Hiya, it sounds like you're on the right track!

The grinder sounds fine if you're on a budget and want something new and the piccino is a great machine. If I was in your position I might be tempted by some other options, bearing in mind you want to get used to cafe style equipment. For the grinder I'd probably try and get a second hand Mazzer Super Jolly or similar off eBay. They're a bit bigger than most home grinders but the quality is there and getting used to a doser is no bad thing. For the machine I would consider cheap heat exchanger machines like the nuova simonelli Oscar and fracino cherub. My reasoning is that the steam power would be a lot closer to what you would get in a commercial machine as they have big steam boilers.

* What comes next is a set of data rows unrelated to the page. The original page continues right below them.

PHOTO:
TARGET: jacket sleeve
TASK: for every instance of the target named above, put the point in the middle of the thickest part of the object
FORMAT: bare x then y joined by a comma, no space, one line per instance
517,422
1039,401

The other thing you need to consider are the accessories (tamper, milk jug etc) as they can really add up!


----------



## jimbow (Oct 13, 2011)

Commercial machines tend to use a heat exchanger or double boiler design and I would say the majority use the former. Double boilers are often used in higher end commercial machines made by the likes of La Marzocco although I have recently found out some other manufacturers (e.g. San Remo) incorporate them into some of their newer, high-end machines.

Either type of design (or even a single boiler dual use) should be okay to learn on and the skills you pick up will be transferable. I would say that a heat exchanger design requires slightly more mechanical sympathy than a double boiler (especially if the double boiler has a PID fitted). However, if you understand the design of the machine and what is going on inside it, then you will be able alter and adapt your approach to suit the machine.

Once you understand how the various variables (grind, dose, tamp pressure, temperature, contact time) affect the produced espresso and can relate what you are tasting in the cup back to those variables, then it is really just a matter of learning how to control those variables with the equipment you are currently using.


----------



## ObsidianSage (Jan 30, 2012)

I've taken the plunge. Despite being briefly distracted by the NS Oscar, and taking a long hard look at the Silvia again, I've just ordered the Piccino from myespresso.co.uk, who are selling it for £525.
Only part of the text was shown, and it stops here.